Lee NYC signed a five-year sublease with Kroll Bond Rating Agency (KBRA) for 26,000 square feet on the fourth floor of the 21-story 845 Third Avenue between East 51st and East 52nd Streets, brokers on the deal said.
A spokeswoman for Savills Studley, which represented KBRA in the deal, and Lee NYC would not provide the asking rents in the deal but CoStar (CSGP) Group data lists average asking rents in the building as $65 per square foot.
Lee NYC currently has 22,000 square feet at 600 Madison Avenue between East 57th and East 58th Streets and needs the extra space in its new digs after it grew its staff by nearly 50 percent last year, said Joel Herskowitz, the COO of Lee NYC. The company currently has 73 brokers working out of its Manhattan office.
“We were shoving three people into a room that should accommodate one or two people,” Herskowitz said. “The best reason of all for moving is when you have totally outgrown your existing facility and that clearly is what happened.”
Herskowitz added that the new offices give the company space to grow and require a minimal amount of work for the firm to move in next month.
Savills Studley’s David Carlos, Kurt Handschumacher and David Dwight represented KBRA in the deal while Lee NYC’s James Wacht and Mitchell Kunikoff handled it for Lee NYC in-house.
KBRA left its 32,000-square-foot space at 845 Third Avenue last year when it relocated to 95,000 square feet at 805 Third Avenue between East 49th and East 50th Streets, as CO previously reported.
KBRA also recently inked a deal with law firm Ostrolenk Faber to sublease its remaining 10,000 square feet at 845 Third Avenue.
The law firm took parts of the eighth floor of the building, according to Savills Studley, which represented KBRA in this deal.
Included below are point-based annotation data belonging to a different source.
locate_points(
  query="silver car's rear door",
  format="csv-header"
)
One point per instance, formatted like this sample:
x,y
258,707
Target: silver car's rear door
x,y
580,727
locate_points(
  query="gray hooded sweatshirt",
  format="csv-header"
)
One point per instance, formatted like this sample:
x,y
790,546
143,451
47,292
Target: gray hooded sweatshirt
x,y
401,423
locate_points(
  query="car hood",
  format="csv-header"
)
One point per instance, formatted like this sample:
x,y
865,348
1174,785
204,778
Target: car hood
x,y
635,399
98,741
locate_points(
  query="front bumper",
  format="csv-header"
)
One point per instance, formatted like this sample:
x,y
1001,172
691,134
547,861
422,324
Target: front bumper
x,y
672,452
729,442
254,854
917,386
The Savills Studley spokeswoman would not provide the terms of the transaction.
Ostrolenk Faber, which specializes in intellectual property cases, moved a block away from its old offices at 825 Third Avenue between East 50th and East 51st Streets last month.
Savills’ Carlos, Handschumacher and Dwight handled this sublease for KBRA while Norman Bobrow & Company’s Kalman Censor and Norman Bobrow represented Ostrolenk Faber.
“Promptly subleasing these spaces enables KBRA to recoup significant dollars that can now be invested in its enterprise,” Carlos said in a statement. “In a crowded sublease market, we were able to implement the last phase of a two-year strategic growth plan for KBRA.”
Censor said that he went to see the space with his clients the first day it came on the market and pretty quickly put in an offer for it.
“That usually never happens,” he said. “I showed it that afternoon and then it’s all history.”
Other tenants in Rudin Management’s 350,000-square-foot building include insurance firm K2 Intelligence, law firm Wolf Popper and business research non-profit The Conference Board.